After the fall into sin, people by nature can choose only evil in the spiritual realm; they cannot choose to establish a relationship with God. The Bible explains: “The mind governed by the flesh is hostile to God; it does not submit to God’s law, nor can it do so” (Romans 8:7). “Every inclination of the thoughts of the human heart was only evil all the time” (Genesis 6:5). “Every inclination of the human heart is evil from childhood” (Genesis 8:21). Because of natural sin and unbelief, people are God’s enemies; they want to do only that which displeases God.
Now as a child of God, my free will is much different than before my conversion. Now my new self wants to use the means of grace to strengthen my faith; now I want to follow God’s law as a tangible way of showing my thankfulness to him for my salvation in Jesus his Son. However, even when I, as a child of God, want to do those things in life that are good and godly, I recognize that it is God working in me: “It is God who works in you to will and to act in order to fulfill his good purpose” (Philippians 2:13).
The Bible makes it very clear that faith is the Holy Spirit’s work and not ours. What Jesus first said to his disciples applies to all Christians: “You did not choose me, but I chose you…” (John 15:16) 1 Corinthians 12:3 states that it is only because of the Holy Spirit’s work that people are able to confess Jesus Christ as their Savior.

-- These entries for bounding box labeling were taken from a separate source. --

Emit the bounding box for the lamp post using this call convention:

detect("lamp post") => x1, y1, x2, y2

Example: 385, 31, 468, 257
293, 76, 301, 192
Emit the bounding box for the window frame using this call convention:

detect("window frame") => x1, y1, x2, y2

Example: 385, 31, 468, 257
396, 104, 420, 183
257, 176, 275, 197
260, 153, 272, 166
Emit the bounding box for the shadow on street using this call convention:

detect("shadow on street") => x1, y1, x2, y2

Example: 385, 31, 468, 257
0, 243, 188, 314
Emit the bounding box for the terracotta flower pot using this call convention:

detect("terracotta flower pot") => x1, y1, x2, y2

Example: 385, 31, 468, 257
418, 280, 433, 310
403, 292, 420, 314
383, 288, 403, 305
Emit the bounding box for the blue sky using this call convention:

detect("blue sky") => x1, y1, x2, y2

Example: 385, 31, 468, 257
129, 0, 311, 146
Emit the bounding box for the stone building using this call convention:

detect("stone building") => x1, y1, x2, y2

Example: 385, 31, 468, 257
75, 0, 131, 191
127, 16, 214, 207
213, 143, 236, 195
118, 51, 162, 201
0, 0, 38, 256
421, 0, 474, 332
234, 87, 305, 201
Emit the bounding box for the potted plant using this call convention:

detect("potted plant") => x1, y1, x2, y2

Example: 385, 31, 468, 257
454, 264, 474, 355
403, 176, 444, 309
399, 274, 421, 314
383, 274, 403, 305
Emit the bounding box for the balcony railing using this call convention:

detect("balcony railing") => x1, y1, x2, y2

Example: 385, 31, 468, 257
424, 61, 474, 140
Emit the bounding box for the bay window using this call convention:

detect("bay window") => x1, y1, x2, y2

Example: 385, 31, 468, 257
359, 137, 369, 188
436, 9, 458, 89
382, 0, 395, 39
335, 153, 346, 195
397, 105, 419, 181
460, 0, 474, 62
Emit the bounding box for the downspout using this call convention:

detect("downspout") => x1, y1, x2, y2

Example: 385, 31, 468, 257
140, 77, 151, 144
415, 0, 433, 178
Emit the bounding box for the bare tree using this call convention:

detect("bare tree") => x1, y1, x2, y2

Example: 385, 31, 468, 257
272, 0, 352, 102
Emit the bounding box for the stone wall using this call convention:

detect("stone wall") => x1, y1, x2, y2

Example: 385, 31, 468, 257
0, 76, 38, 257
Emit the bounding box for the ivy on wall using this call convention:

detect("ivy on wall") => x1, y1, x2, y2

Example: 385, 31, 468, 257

Ephesians 2:8 speaks of faith as “the gift of God.” Philippians 1:29 describes how people are on the receiving end of God’s gift of faith: “For it has been granted to you on behalf of Christ not only to believe in him…” Colossians 2:12 describes faith as “the working of God.”
How thankful we are that the Holy Spirit did what we cannot do. Through the gospel (Romans 10:17), the Holy Spirit connects us to Jesus Christ in saving faith so that we enjoy all the blessings he won by his holy life and sacrificial death.